The serious, or should I say sad, side of this is that to develop something valuable to users, you need empathy towards these users, and the way empathy works is through identifying with someone, and so the best chance by far to develop something valuable is to develop something for yourself. But someone like me, who bought his first PC in 2007 and uses a cell phone made in 2004, with no camera, no Internet connection, no nothing, simply can't develop something for himself because he clearly just doesn't need software.
The only chance for a programmer who uses little software except for development tools is to develop development tools. Take Spolsky, for instance – here is a programmer who is, by the programmers' standard, extremely user-aware and user-centric, as evident in his great UI book, among other things, and yet he eventually converged to developing software for programmers, having much less success with end-user products.
The trouble with development tools is that the market is of course saturated, with so many developers with otherwise entrepreneurial mindsets being limited by their lack of empathy to this narrow segment of software.
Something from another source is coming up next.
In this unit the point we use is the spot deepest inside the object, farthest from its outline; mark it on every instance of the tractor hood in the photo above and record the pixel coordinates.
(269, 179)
This is why so many programs for programmers have the price of zero – not because copying software has a cost near zero; developing software has a cost far from zero so there aren't that many free face punching apps, but with software for developers, there's unusually fierce empathy-driven competition.
So every time I see an inexplicably moronic hit app, I sink into sad reflections about my destiny of forever developing for developers, being unable to produce what I can't consume and watching those with deeper understanding of the human nature reaping all the benefits of modern distribution channels.
P.S. To the fellow programmer who, as it turns out, uses FarmVille – you broke my heart.